Toyota Technological Institute, usually known by its nickname “Toyota University”, was established in Toyota-city, Nagoya-prefecture, in 1981 as a social contribution by the Toyota Motor Corporation. TTI’s Nagoya campus offers undergraduate and graduate (both Masters and PhD) programs in materials science and engineering, mechanical systems engineering, and electronics and information science.
According to the TTI’s catalogue (available at http://www.toyota-ti.ac.jp/english/catalog/index.html), Kiichiro Toyota, the founder of the biggest Japanese automobile company, wanted to “establish a university and contribute to society by training engineers and researchers who wold lead Japan into the future.”

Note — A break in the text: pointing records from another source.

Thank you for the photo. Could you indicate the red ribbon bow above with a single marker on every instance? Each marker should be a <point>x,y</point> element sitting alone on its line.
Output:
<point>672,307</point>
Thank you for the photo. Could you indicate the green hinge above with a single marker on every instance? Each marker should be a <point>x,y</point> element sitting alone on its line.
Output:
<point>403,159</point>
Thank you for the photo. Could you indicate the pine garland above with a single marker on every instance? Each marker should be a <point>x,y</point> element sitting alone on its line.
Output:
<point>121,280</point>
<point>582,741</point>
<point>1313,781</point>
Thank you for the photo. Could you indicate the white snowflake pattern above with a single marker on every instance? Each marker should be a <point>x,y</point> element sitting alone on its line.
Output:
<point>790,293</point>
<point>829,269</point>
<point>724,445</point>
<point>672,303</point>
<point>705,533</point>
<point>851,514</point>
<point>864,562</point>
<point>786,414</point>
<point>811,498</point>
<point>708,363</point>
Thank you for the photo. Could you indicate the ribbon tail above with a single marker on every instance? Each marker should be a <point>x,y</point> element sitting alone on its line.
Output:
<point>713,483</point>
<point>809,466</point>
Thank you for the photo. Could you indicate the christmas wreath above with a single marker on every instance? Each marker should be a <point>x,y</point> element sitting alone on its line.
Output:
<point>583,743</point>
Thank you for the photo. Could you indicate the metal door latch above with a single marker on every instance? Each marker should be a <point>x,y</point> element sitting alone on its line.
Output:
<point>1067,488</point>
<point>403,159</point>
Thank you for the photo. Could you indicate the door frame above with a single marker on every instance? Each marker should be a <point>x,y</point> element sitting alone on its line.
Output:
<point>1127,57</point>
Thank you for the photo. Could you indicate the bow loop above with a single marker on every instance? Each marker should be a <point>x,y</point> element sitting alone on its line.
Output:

In 2002, the TTI opened it’s Chicago campus on the University Chicago campus in collaboration with the University of Chicago (Toyota Technological Institute at Chicago, TTIC). This campus is a “cutting-edge organization aimed at the global development of research and education”. This is also the “first case for a Japanese university to open a graduate school aimed at serious research in the United States”, the catalogue claims.
TTI boosts 100% employment rate for its graduate which is unbelievably good considering long-lasting economic recession of the country.